Tandis qu'elle marchait dans les couloirs de la forteresse, la Princesse se remémorait les souvenirs qu'elle avait partagé, enfant, avec son frère entre ses murs. Les jeux, les disputes, les bagarres. Tristam était un garçon charmant et bon, mais parfois un peu trop naïf pour son propre bien, et Nymeria, à l'opposé, était bien trop caractérielle pour devenir une simple dame. Elle s'était souvent battue pour lui, et lui avait souvent plaidé sa cause devant leur mère quand elle avait dépassé les bornes. Ensemble, ils formaient un duo imbattable, quel que soit la situation. Mais, il était l'aîné, et destiné à régner, alors qu'elle n'était que la deuxième, qui un jour sécuriserait certainement une alliance avec une maison noble par le mariage. Nymeria avait longtemps évité de se trouver dans une telle situation, préférant l'art de la guerre et les combats aux soupirants venus lui faire la cour et aux tentatives de ses préceptrices de la faire devenir une dame « convenable », comme elles se plaisaient à le dire. Tristam avait longtemps été de son coté, ne la forçant pas à se marier, jusqu'à l'arrivée dans sa vie d'Etaine. Alors, il avait arrangé des fiançailles pour elle, en secret, avant de lui annoncer officiellement. L'action avait brisé en partie les liens qui les unissaient, mais même si la Princesse en voulait énormément à son frère, elle ne pouvait pas s'empêcher de l'aimer, autant qu'elle l'avait aimé durant leur enfance.

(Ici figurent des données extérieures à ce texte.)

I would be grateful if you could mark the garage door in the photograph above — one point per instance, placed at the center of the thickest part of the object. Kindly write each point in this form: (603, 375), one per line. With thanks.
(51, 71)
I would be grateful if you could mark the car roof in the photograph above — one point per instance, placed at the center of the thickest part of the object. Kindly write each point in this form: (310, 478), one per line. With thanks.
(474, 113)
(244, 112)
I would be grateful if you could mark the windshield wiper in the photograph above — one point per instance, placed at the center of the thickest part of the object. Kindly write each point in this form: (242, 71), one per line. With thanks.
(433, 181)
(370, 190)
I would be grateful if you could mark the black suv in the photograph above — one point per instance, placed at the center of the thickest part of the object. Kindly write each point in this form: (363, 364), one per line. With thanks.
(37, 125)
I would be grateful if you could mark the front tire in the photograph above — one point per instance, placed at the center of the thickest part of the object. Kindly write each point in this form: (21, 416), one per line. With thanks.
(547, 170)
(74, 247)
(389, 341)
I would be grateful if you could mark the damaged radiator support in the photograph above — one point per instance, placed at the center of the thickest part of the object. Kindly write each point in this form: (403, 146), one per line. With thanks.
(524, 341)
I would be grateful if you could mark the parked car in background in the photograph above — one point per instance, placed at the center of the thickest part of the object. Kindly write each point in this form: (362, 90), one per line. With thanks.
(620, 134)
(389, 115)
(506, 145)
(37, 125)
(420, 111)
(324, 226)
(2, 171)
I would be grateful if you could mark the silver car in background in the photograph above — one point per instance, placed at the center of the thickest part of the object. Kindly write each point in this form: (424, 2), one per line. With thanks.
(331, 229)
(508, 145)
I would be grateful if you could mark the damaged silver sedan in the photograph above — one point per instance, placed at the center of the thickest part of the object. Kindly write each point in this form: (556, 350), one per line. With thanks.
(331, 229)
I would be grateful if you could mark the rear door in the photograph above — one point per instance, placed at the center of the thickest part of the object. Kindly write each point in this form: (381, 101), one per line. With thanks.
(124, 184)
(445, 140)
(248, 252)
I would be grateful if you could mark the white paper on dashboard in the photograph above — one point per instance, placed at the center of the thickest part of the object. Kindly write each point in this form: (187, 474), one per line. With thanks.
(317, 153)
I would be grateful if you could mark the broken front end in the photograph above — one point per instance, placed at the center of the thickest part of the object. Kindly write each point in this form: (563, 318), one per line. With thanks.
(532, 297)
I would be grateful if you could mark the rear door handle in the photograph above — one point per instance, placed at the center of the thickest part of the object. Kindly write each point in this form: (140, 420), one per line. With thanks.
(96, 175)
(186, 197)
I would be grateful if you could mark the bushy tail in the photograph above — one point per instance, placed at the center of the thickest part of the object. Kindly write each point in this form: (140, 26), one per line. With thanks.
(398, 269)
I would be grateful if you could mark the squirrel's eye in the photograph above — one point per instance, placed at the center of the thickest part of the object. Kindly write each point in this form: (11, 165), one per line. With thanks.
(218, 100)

C'est ainsi qu'elle avait pris la décision d'aller parler à Etaine à la veille de son mariage, sachant pertinemment que la tradition voudrait qu'elle passe la nuit seule, sans son fiancé. Elle n'avait jamais échangé plus que les courtoisies d'usage avec la Valoise, et encore, parfois avec beaucoup de mauvaise volonté, mais ce soir, elle se devait de faire un effort. Pour elle-même. Et, si la manœuvre devait échouer, pour s'assurer que cette femme était sincère envers son frère, et qu'elle ne veillerait qu'à son bonheur. Nymeria elle-même appréhendait cette conversation, non seulement parce qu'elle avait besoin du soutien de cette inconnue, mais aussi parce qu'elle ignorait ce qu'elle lui ferait subir si elle devait découvrir qu'Etaine n'était pas honnête avec Tristam.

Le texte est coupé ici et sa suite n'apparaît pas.